Maintain sites by ensuring links are correct, and if errors occur, provide suitable way-finding within optimized pages for each error type to ensure resources can be identified to help a visitor complete the task they started.

Redirect websites, subdomains, and pages only when necessary. Proactively seek broken or outdated links and fix them. A redirect or search will often help reduce the number of pages a visitor needs to load.

Ensure no unused environment is available, balancing the cost of deploying an environment with the cost of keeping it online while unused.

Every recurring task, such as deployment, testing, or compilation, can be run automatically, as is recommended by continuous integration / continuous delivery best practices.

To reduce wasted processing cycles, every automated task is only run when needed.

Use automated scaling infrastructure to automatically increase the capacity of the web server and implement buffering / throttling to respond to visitor demand.

Web browsing from bots has been steadily increasing in recent years. As such, it is a growing concern for security, performance, and sustainability. Use security tools that automatically block bad actors and minimize bad behavior. This results in substantially less load on the server, fewer logs, less data, less effect due to compromise, and more. The result of compromised websites is a large increase in HTTP, email, and other traffic as malicious code attempts to infiltrate other resources and exfiltrate data. Compromised websites are typically identified by anomalous patterned behavior.

The frequency for refresh (of both the cache, locally stored data, and the page) is defined depending on visitor needs.

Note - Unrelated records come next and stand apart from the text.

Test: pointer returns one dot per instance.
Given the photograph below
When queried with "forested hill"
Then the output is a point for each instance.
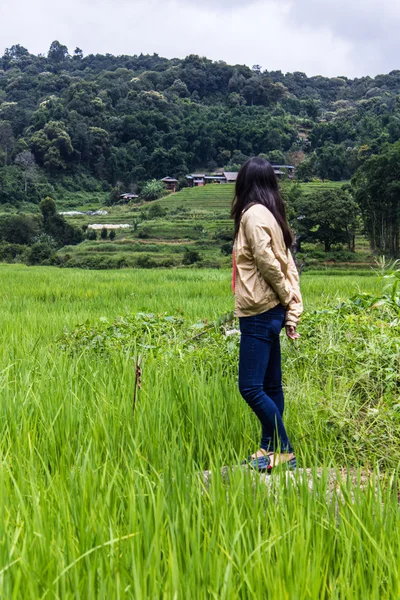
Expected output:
(69, 121)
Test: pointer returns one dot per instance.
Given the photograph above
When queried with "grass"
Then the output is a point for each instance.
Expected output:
(100, 503)
(192, 216)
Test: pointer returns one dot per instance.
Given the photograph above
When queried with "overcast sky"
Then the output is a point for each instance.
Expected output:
(326, 37)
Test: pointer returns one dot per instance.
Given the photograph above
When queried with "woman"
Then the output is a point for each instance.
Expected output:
(267, 298)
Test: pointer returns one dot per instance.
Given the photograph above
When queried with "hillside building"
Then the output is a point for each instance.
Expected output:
(201, 179)
(171, 183)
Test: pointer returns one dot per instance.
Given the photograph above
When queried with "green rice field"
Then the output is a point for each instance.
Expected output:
(102, 497)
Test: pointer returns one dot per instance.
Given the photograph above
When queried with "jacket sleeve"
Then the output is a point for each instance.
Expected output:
(257, 232)
(294, 309)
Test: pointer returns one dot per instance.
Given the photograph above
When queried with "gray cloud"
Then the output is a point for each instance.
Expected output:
(371, 27)
(329, 37)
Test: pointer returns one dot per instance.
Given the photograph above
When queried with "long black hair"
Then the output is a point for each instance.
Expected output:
(257, 184)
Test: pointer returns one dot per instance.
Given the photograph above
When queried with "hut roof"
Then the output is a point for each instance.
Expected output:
(230, 176)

Backups of system and user data are both incremental and secure.

By default, non-critical processes and communications are batched and launched only when carbon-intensity is under a given threshold.

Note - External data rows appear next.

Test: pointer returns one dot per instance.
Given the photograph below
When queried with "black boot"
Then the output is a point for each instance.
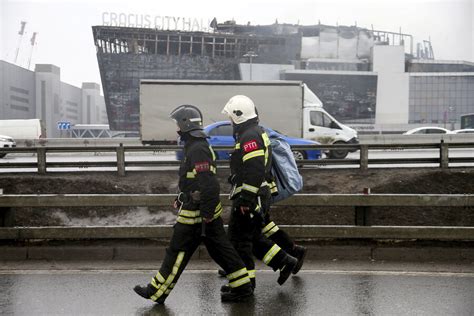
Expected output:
(226, 288)
(289, 263)
(299, 252)
(147, 292)
(237, 294)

Ensure the communication protocols are relevant to the visitor's needs and data transferred. Avoid using insecure protocols (HTTP, FTP), and prioritize more efficient and privacy-aware data routes for visitors (HTTPS, SSH).

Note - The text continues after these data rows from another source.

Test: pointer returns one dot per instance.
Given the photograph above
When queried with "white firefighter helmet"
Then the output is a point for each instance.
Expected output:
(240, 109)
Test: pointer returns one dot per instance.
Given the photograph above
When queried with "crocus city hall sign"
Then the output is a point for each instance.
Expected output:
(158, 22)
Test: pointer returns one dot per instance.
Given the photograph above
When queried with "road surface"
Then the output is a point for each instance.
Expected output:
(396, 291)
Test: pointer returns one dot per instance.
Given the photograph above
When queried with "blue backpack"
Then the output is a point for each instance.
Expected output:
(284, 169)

Choose a hosting provider with servers located close to the visitor.

When building for a globally distributed audience, use a CDN to store and serve simple read-only, pre-generated resources in a fast and efficient manner. Although they definitely can increase performance, it is also another layer of infrastructure which needs to be considered for sustainability.

Check the CDN to verify that it provides a commitment to sustainability.

Avoid using the service to host dynamic resources or JavaScript (unless through a first-party host) as due to cache partitioning, cross-origin resource sharing (CORS), and other browser mechanics, any benefits are negated by weaker performance, the inability to cache or interact, and the potential introduction of security and privacy issues to be introduced. This doesn't affect JSON or other static assets.

Select infrastructure elements with the lowest requirements tier, meeting your service-level agreements. Avoid over-provisioning multi-datacenter, multi-zone, or distributed deployments if standalone instances meet the requirements. Also avoid provisioning infrastructure that will be under-utilized by provisioning for established average loads, ensuring reasonable resource utilization and autoscaling occurs as needed. Avoid provisioning for peak loads.